Anno di pubblicazione: 2002

Il volume tenta di dimostrare lo statuto della musica come fonte, e nel contempo ne ipotizza giustamente l’uso per una lettura della storia contemporanea che non dimentichi la natura anche narrativa (di cui la fonte musicale è un esempio) del discorso storico.
Nel momento in cui però si focalizza sulla musica, che definisce “testimone delle rappresentazioni sociali” (p. 12), non convince. Dopo aver indicato le nuove risorse cui attingere (il soggetto di un’opera; il libretto, il linguaggio proprio del discorso musicale), affianca queste osservazioni utili ad altre che riportano ad un discorso generico e già noto sulle fonti: la trattazione finisce così per assumere la forma di un generico saggio sulla metodologia della ricerca. C’è bisogno di spiegare che, è opportuno ricorrere alla documentazione d’appoggio per cogliere la reazione del pubblico? E basta questo per risolvere l’annoso problema della ricezione dell’evento musicale?

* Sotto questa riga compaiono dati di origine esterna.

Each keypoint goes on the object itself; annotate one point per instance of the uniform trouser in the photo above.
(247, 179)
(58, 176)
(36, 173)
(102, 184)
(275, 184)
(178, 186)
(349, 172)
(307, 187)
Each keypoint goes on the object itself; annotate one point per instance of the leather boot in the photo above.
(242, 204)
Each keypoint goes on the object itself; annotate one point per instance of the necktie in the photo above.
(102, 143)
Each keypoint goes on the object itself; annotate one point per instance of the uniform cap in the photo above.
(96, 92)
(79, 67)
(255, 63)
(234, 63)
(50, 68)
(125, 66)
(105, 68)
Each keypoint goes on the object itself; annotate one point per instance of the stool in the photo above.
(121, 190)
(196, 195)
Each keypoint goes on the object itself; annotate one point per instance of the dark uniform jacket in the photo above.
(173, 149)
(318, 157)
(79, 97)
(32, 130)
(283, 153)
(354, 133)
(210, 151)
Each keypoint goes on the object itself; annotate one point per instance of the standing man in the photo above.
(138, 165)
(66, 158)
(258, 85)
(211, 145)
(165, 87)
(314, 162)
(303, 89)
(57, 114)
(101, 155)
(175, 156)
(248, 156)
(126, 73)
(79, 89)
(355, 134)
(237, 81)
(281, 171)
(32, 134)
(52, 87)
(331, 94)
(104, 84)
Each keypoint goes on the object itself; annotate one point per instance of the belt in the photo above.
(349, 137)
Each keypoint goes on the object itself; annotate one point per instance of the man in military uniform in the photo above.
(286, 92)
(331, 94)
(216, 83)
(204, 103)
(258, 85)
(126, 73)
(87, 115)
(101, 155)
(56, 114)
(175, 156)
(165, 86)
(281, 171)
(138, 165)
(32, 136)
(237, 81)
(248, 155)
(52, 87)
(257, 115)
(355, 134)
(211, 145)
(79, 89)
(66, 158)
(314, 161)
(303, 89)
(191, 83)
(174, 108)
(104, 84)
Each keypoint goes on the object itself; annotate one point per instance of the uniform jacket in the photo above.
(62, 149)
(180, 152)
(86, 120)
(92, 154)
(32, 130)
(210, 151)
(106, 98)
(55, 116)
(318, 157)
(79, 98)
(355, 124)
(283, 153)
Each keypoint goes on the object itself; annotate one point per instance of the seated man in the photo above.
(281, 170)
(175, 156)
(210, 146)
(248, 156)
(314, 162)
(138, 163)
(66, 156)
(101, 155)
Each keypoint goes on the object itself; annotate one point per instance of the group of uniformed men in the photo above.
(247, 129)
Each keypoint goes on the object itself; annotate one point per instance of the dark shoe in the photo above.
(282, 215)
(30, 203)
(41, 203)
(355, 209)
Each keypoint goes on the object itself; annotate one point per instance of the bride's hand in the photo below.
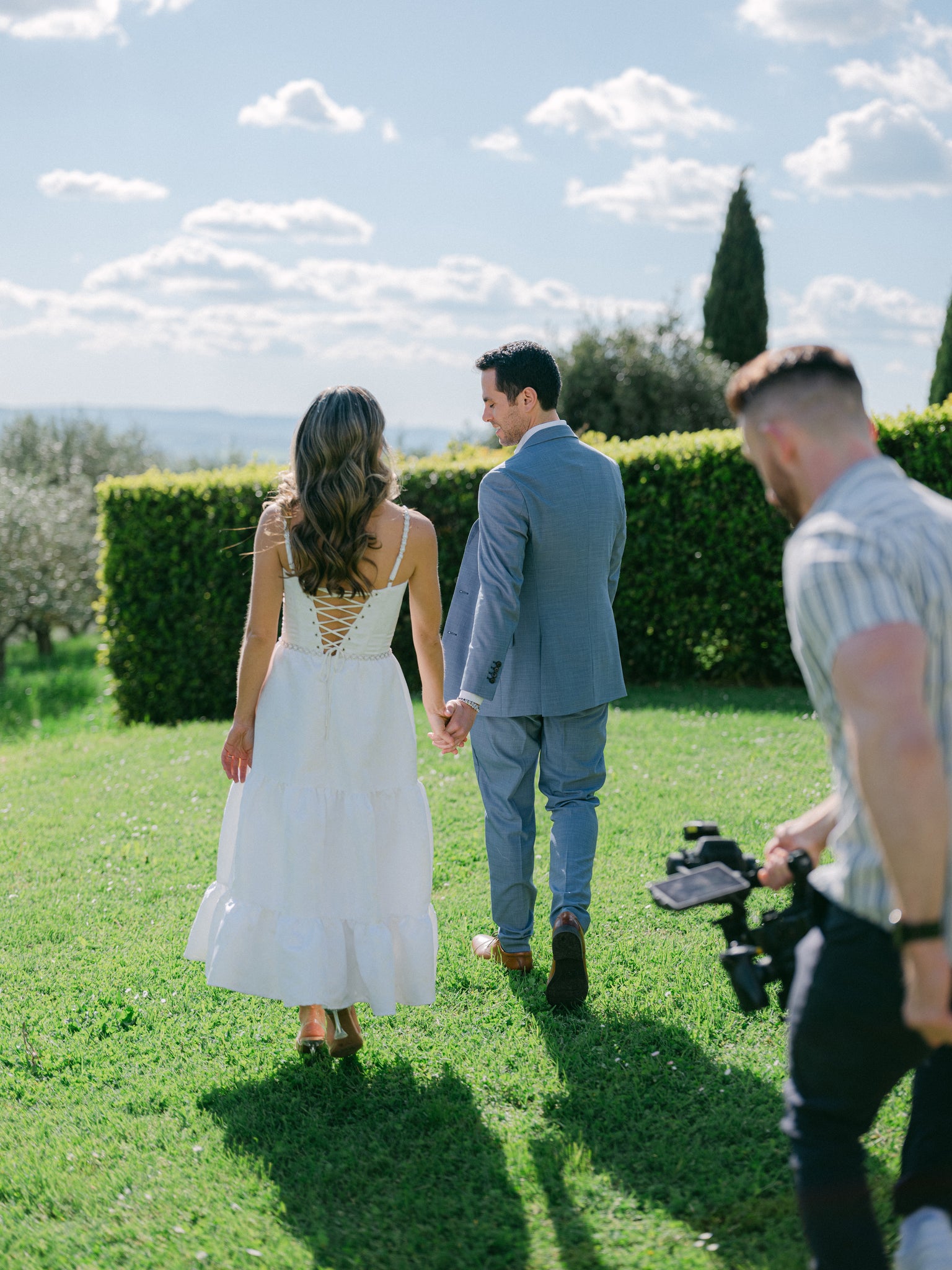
(238, 750)
(439, 735)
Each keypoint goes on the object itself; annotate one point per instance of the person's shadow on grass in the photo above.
(380, 1169)
(648, 1106)
(671, 1129)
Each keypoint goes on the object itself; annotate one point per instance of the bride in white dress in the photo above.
(325, 859)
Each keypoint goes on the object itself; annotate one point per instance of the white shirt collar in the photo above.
(539, 427)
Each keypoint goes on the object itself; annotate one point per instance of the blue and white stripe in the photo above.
(875, 549)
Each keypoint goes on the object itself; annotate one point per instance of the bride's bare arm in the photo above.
(426, 615)
(258, 644)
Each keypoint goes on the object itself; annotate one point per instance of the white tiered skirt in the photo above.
(325, 856)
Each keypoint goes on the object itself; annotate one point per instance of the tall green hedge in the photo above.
(700, 593)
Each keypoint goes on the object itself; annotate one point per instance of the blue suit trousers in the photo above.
(569, 751)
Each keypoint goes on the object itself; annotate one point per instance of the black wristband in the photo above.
(908, 933)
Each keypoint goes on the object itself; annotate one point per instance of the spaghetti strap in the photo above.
(287, 548)
(403, 548)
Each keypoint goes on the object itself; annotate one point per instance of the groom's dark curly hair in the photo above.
(524, 365)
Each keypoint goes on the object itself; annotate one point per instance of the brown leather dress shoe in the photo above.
(489, 948)
(312, 1036)
(568, 981)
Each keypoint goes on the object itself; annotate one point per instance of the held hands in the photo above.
(441, 738)
(461, 721)
(928, 1001)
(236, 751)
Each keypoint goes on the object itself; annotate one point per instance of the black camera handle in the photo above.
(734, 925)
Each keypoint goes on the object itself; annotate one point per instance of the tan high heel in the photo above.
(315, 1041)
(343, 1033)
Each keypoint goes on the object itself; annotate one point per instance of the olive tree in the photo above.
(47, 520)
(638, 381)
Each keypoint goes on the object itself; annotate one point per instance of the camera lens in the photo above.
(746, 977)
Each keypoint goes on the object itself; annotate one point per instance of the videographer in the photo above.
(867, 579)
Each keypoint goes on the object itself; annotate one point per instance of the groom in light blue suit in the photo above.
(532, 657)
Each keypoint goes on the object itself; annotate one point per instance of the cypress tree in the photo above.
(735, 305)
(942, 379)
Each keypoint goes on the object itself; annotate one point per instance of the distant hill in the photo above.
(215, 436)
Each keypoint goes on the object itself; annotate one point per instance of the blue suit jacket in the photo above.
(531, 626)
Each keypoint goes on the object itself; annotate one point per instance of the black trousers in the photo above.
(848, 1048)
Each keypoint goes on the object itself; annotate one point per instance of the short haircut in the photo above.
(524, 365)
(794, 366)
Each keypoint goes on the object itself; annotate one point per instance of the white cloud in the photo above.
(917, 79)
(195, 295)
(305, 219)
(928, 35)
(506, 144)
(885, 150)
(840, 308)
(678, 193)
(637, 107)
(100, 186)
(71, 19)
(302, 104)
(833, 22)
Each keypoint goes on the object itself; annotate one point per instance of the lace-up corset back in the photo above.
(342, 626)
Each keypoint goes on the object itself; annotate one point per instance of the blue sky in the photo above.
(232, 203)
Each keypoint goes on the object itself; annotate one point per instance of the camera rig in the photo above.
(716, 871)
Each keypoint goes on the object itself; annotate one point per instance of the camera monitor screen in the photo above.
(703, 886)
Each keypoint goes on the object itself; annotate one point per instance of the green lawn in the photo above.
(150, 1121)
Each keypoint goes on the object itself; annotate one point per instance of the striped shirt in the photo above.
(875, 549)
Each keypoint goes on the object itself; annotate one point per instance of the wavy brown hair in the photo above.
(340, 473)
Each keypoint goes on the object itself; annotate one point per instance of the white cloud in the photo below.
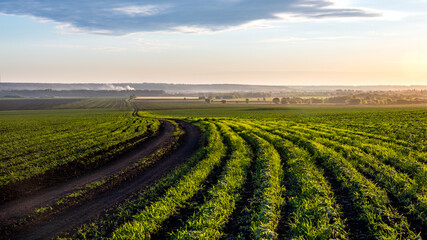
(146, 10)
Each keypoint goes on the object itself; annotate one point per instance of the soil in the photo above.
(78, 215)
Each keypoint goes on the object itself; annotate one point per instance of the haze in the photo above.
(296, 42)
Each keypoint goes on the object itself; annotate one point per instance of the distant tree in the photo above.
(284, 100)
(354, 101)
(132, 97)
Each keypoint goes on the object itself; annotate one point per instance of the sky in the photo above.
(269, 42)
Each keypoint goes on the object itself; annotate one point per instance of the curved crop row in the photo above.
(315, 213)
(103, 226)
(400, 185)
(149, 220)
(382, 150)
(268, 191)
(212, 215)
(383, 221)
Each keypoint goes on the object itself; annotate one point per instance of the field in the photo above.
(174, 170)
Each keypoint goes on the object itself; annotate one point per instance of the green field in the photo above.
(263, 171)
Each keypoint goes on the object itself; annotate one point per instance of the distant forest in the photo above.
(370, 95)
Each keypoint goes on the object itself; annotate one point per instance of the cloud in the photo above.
(111, 17)
(303, 39)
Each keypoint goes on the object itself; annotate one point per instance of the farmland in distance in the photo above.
(252, 171)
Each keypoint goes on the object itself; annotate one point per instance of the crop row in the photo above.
(317, 165)
(71, 143)
(149, 220)
(372, 202)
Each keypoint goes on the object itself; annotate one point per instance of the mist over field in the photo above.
(220, 119)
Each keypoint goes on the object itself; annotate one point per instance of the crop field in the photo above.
(236, 172)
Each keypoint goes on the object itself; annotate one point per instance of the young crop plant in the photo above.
(53, 148)
(212, 215)
(150, 219)
(383, 221)
(268, 191)
(315, 213)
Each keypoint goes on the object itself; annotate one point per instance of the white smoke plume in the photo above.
(119, 88)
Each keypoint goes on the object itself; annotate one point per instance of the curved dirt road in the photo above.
(26, 205)
(78, 215)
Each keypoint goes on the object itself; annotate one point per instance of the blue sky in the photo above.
(293, 42)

Molto più interessante, perché è un tema storiograficamente sottovalutato, il discorso che l’autore imposta sul rapporto tra musica e storia dei corpi: nel suo caso, però, l’uso della categoria corpi sembra limitato all’interesse per la rappresentazione sociale degli eventi e alla funzione dei corpi (di spettatori, musicisti, compositori) all’interno di tale rappresentazione. Manca per esempio la dimensione della danza, centrale nella lettura della musica di Stravinskij, (v’è un accenno a p. 73). Perché non interrogarsi invece sul corpo in movimento, sulla coreografia come fonte narrativa di nuovissima tipologia?
Ed è peculiare che, raccontando il corpo che si fa musica, Gervasoni ignori, soprattutto per il secondo dopoguerra, l’apporto dato dal Jazz, dal bebop, ma soprattutto dal free jazz, ad una nuova concezione del rapporto musica/strumento/rumore/ricezione. Non era negli intenti iniziali (che volevano limitarsi ad operistica, lirica, sinfonica); ma è l’autore stesso, volendo parlare di corpi, che ci porta ad avvertire la mancanza dell’esperimento sincopato come chiave di lettura della modernità.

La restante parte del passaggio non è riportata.